Just as state budgets have reduced funding to schools in many cases, funding to municipal police departments hasn’t fared much better. Of the 57 new officers that will graduate from the academy in the next two years, Chief Tolliver said he would like to use many of them to work outside of patrol cars, walking beats and making stronger connections with the community.
In some cases, municipalities have addressed the issue of not having enough police officers by making it legal to arm school administrators. A law that goes into effect July 1 in South Dakota, for example, allows school boards to designate individuals that would be authorized to carry guns on school property. And the school board in Washington, Ill., considered a motion to train school administrators as police officers, meaning schools would not draw resource officers away from the police force.
An increase in misdemeanor arrests and court appearances
Some school districts, such as the Houston Independent School District in Texas, maintain their own police forces. These sworn police officers, it turns out, are more often used to enforce discipline among teenagers, such as stopping a scuffle in the cafeteria, than they are to fend off an armed shooter coming into the building illegally. As a result, the criminal courts are dealing with an above-average incidence of misdemeanor charges, such as disorderly conduct.

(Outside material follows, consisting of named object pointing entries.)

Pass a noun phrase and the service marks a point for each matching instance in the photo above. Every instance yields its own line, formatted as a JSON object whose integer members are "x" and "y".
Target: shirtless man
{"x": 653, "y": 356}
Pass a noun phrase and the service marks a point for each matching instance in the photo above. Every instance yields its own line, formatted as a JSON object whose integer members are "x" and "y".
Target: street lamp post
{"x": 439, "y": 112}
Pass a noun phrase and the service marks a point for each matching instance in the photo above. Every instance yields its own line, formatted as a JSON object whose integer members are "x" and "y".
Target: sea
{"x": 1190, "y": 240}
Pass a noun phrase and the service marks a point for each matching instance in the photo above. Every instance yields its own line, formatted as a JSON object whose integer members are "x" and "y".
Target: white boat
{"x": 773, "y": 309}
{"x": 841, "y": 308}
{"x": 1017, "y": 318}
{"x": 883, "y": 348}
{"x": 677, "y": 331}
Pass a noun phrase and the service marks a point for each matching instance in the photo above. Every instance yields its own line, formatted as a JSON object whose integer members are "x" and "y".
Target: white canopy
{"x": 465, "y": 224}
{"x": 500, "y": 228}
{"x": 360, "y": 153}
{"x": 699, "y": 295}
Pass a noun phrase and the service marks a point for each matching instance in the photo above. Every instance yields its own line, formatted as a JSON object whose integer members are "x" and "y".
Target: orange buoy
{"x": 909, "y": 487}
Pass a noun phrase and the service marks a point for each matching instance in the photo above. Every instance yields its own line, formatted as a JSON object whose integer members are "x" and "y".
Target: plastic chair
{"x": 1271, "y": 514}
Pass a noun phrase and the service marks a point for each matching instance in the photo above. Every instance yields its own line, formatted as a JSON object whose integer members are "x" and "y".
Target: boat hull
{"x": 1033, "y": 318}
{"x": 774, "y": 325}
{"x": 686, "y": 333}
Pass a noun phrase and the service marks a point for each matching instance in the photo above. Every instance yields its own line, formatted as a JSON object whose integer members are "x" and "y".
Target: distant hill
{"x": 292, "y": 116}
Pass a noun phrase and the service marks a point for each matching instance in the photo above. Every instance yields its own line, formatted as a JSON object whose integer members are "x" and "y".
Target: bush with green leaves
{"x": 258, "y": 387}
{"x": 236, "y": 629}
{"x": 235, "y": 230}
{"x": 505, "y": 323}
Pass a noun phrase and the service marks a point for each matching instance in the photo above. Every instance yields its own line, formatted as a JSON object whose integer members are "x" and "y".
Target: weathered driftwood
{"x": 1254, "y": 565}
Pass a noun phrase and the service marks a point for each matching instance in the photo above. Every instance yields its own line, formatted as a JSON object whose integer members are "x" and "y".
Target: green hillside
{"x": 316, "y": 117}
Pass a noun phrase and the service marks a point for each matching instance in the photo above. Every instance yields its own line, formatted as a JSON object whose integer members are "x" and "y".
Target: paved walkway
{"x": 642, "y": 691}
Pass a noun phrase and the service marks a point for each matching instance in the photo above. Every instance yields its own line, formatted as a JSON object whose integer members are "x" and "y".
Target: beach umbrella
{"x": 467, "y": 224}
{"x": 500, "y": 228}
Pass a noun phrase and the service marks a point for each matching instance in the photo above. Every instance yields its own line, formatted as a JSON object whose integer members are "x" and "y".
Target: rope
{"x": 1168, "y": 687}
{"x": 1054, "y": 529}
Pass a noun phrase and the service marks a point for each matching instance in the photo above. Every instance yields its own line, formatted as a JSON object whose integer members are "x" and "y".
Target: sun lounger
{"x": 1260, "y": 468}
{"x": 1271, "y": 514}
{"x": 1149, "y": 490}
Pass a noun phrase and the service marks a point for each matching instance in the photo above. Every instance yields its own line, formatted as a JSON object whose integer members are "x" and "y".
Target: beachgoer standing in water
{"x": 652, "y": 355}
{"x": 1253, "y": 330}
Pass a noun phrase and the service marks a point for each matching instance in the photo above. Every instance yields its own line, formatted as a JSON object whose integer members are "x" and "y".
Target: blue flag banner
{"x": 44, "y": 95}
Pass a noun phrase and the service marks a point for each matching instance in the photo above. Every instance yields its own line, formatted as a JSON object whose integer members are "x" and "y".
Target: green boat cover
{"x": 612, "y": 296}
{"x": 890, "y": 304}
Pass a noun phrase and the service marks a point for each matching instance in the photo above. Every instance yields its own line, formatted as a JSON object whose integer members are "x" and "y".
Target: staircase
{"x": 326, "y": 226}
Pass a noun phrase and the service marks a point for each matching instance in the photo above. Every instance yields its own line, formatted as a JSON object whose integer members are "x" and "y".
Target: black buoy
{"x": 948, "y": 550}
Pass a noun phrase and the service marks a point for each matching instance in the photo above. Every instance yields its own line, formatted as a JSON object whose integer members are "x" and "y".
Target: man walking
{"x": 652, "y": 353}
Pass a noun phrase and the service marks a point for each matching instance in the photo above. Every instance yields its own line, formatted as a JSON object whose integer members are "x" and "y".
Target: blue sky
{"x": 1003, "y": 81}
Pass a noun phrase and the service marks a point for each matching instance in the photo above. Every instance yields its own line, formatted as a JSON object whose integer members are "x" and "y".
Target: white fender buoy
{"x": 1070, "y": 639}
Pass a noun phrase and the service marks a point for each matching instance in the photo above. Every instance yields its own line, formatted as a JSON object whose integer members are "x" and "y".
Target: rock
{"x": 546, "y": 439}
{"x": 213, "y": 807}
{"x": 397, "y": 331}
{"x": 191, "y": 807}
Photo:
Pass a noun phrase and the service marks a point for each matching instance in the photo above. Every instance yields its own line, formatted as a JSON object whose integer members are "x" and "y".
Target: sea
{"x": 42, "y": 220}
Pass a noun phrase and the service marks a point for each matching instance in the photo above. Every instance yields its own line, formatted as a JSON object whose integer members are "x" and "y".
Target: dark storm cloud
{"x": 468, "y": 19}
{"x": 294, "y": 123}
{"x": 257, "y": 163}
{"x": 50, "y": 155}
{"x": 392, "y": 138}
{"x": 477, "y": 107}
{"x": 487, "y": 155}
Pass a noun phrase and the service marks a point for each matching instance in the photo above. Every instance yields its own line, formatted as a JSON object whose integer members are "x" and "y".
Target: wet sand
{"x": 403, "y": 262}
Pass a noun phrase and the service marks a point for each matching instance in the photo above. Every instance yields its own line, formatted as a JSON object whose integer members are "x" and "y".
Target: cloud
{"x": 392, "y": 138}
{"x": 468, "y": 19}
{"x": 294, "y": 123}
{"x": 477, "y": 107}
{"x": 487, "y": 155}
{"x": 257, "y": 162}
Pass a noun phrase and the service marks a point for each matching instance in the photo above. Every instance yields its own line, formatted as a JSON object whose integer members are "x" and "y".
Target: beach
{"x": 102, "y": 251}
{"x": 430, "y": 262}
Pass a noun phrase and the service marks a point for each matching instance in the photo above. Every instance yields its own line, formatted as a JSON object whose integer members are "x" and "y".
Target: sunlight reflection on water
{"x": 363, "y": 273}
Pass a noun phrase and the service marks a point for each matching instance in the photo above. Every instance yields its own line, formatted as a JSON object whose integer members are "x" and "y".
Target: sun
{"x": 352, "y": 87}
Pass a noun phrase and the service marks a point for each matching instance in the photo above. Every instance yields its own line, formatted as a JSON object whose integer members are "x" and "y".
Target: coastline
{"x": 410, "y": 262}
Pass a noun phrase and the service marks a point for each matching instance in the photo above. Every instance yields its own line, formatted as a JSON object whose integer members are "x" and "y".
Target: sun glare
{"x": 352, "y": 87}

“You have to differentiate the security issue and the discipline issue,” the New York Times quoted Michael Nash, the presiding judge of juvenile court in Los Angeles and the president of the National Council of Juvenile and Family Court Judges, as saying. “Once the kids get involved in the court system, it’s a slippery slope downhill.”
Police officers are, of course, trained to recognize the difference between a teenage scuffle and an assault that needs to be prosecuted, but the line isn’t always clear. Texas police officers issued more than 300,000 tickets in schools last year alone, many of them requiring students to hire lawyers students’ families can’t really afford just to get their records cleared.
There can be creative solutions to this problem, but many school resource officers end up taking the easy way out and issuing citations to everybody. One Houston school, though, reported in the New York Times that its administration had instituted a “principal’s court” in which students serve as the jury. Instead of sending kids into the criminal system, they are tried in this school-based court for what are minor offenses or strictly disciplinary matters.